Fashions in science and policy? The case of systems biology
Since 2000 systems biology has emerged as a new field in the life sciences, claiming to revolutionise biology and medicine. While the Human Genome Project and subsequent reductionist –omics approaches produce masses of data on key molecules in living cells, systems biology aims to shift towards a more holistic mind-set, focussing on interactions to discover life’s universal principles and laws. The integration of data in mathematical models of life currently targets single-cell organisms – such as yeast – and human organs, including heart and liver. Ultimately, it is envisioned to lead to the creation of a virtual human, while advancing systems medicine by making healthcare personalised, predictive, preventive, and participatory (P4 medicine).

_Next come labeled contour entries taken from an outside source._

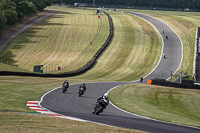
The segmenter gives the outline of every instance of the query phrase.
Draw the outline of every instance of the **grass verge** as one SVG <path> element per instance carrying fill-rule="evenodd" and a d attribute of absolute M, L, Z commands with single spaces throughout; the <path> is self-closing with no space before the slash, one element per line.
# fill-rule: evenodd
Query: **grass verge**
<path fill-rule="evenodd" d="M 0 130 L 3 133 L 144 133 L 130 129 L 72 121 L 44 115 L 0 112 L 0 116 Z"/>
<path fill-rule="evenodd" d="M 200 90 L 133 84 L 115 88 L 109 98 L 138 115 L 200 127 Z"/>
<path fill-rule="evenodd" d="M 196 30 L 200 23 L 199 12 L 126 10 L 147 14 L 168 24 L 181 38 L 183 44 L 183 61 L 178 71 L 187 72 L 186 79 L 193 80 L 193 60 Z M 178 72 L 179 73 L 179 72 Z"/>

In this paper I reflect on the ways in which we can understand the rise of systems biology. If it is a fashion, it is one with epistemic significance. Building on work by Frickel and Gross (2005) I will argue that systems biology can be seen as a Social Intellectual Movement, which brings researchers from different disciplines and countries together. While analysing the entanglement of epistemic and social transformations, special attention will be given to different local and national patterns of emergence – from modelling yeast in Manchester to the creation of the German virtual liver. I will show how some strong, globally dispersed centres, have been able to effectively influence science policy, raising funds to build human capacity, organisations and infrastructures, and creating an international network. However, while the short-term dynamics of contemporary research funding in some ways allowed systems biology to become big in a relatively quick time, now science policy and funding are moving to the next frontier leaving the future of systems biology hanging in the balance.